Em tempos remotos as obras literárias eram poucas, mas valiosas. Tanto é, que os clássicos estão em todas as bibliotecas e escolas. “A sociedade sempre teve um mecanismo. Cada época há um processo de seleção. E na atual, com a internet, há infinitos meios: facebook, twitter, orkut e outros sites. Como vamos fazer com esta cultura que produz tão veloz!”, indaga Romano.
Informa que o Brasil publica 40 mil novos livros por ano. “Os autores estão muito complicados. A quantidade supera a qualidade. A quantidade de oferta é muito grande. Há tantos blogs, que creio que ninguém tem tempo para ler blog do outro. O twitter, uma linguagem vazia. Fiz um, fiquei apenas uma semana. Não têm conteúdo as frases que os seguidores deixam. Estamos num paradoxo vicioso. O vazio está ocupando espaço. E os internautas até pegam nossos textos e interferem, para pior, claro. Os mais prejudicados são Clarice Lispector, Carlos Drummond de Andrade e Jorge Luís Borges. E alguns escrevem textos ou poesias e colocam nosso nome.”

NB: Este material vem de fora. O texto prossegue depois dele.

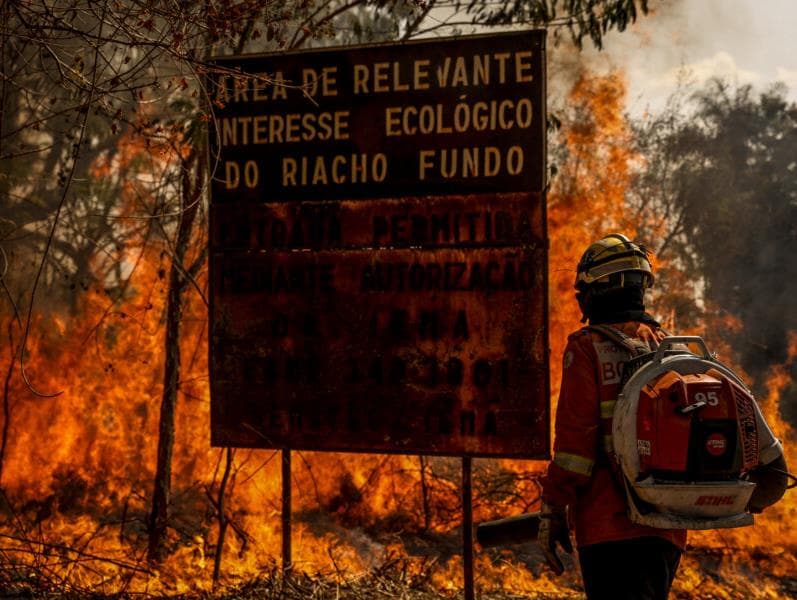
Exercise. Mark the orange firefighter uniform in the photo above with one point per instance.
(581, 474)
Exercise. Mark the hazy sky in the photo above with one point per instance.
(748, 41)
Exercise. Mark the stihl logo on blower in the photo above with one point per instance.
(689, 440)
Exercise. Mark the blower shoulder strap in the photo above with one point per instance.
(634, 346)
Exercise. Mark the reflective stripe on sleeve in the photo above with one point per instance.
(574, 463)
(607, 409)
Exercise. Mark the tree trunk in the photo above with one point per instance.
(159, 517)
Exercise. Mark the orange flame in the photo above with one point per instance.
(78, 468)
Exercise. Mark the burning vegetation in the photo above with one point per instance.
(80, 429)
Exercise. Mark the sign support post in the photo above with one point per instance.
(467, 526)
(286, 511)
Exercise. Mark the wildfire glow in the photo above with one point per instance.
(78, 468)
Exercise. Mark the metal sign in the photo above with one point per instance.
(379, 249)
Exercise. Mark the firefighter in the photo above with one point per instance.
(619, 559)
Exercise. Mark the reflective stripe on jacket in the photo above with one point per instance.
(580, 474)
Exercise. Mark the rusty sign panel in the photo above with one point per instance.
(370, 319)
(449, 117)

Ele cita que os perfis em sites de relacionamentos, uma infinidade deles, falsa, e com tantos seguidores, que às vezes o artista verdadeiro passa a ser seguidor do seu próprio perfil inventivo. “Não sei aonde vamos parar”, exclama Romano.

Em transe

Sant’Anna ilustra que a questão de escrever é a da observação. “Preste atenção em tudo. Onde há gente e situações, há poesia. Temos que afinar a personalidade, os sentidos. Cada escritor tem suas manhas. Uns não escrevem sem camisa ou sapatos. Outros só em pedaços de papel. E assim vai. Quando um escritor se concentra, parece que entra em transe. Fica na quarta dimensão. É como se uma pessoa ditasse a ele”. E completa: “Uma poesia drenada no meio da noite ou do dia. A gente fica possuído, enlouquecido. Perde a noção onde é o corpo e onde é o mundo. Recebemos uma vibração. Vamos ao telefone, à geladeira, abrimos uma porta, mas esta coisa infiltra na gente e perguntamos: estamos fugindo de quê? E aí temos que escrever.”
Segundo Affonso, o artista tem que estar imbuído de humildade. “O texto só tem força se muda algo. A verdadeira literatura vem de dentro para fora.”